Добавить в цитаты Настройки чтения

Страница 79 из 81



Вкрадчивый рассмеялся.

— Ой, нет! Но я отвечу на ваш вопрос честно: наши коллеги из ОСВАГ, зная о сроках вторжения, начинили «жучками» здания Главштаба, центральный офис ОСВАГ и Министерство обороны. А каналы связи любезно вывели на нас. При условии, что мы будем передавать вам услышанную информацию. Код восемьсот одиннадцать. Ну, теперь вы мне верите?

Адамc поморщился.

— Пока вы нигде не соврали, — сказал он.

— Мы постараемся откопать еще кое-какие сведения, которые вас заинтересуют, полковник, — пообещал вкрадчивый голос. — Шалом.

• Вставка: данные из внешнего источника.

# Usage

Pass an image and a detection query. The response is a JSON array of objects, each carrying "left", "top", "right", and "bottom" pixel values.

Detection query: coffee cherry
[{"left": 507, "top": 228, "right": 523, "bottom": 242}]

— Только МОССАДа нам и не хватало, — пробормотал Адамc, отключая связь. — Как будто мало того, что мы впутались в грязные игры ОСВАГ.

— Все-таки целый полк, Дуг, — с сомнением сказал Кронин. — Удастся ли нам его остановить, пусть даже этот тип сказал правду?

— Не остановить, Леон, — поправил Адамc. — Уничтожить.

Полковник Борисов, командир 40-й десантно-штурмовой бригады, дал сигнал «К атаке!». Он был уверен, что на этот раз все выгорит. Последний штурм беляки отбили чуть ли не святым духом, но на этот раз им и святой дух не поможет. Никакой святой дух не может помочь, если нет патронов и гранат, мин и противотанковых ракет. А у беляков все это вышло. Во время последней атаки они не стреляли очередями, и одиночные выстрелы становились все реже…

Но даже если бы у десантников тоже закончились боеприпасы, если бы мертвым грузом валялись у пулеметов вылущенные ленты, если бы автоматы годились только в качестве дубинок или больших рукояток для штык-ножей, то и тогда Борисов гнал бы десантников все в новые и новые атаки. Речь шла не о любви к Родине и не о воинском долге. Речь шла о представлении к званию генерал-майора, которое уже ушло в Москву, в Минобороны на подпись, и которое погорит синим пламенем, если он не отобьет у белых Саки.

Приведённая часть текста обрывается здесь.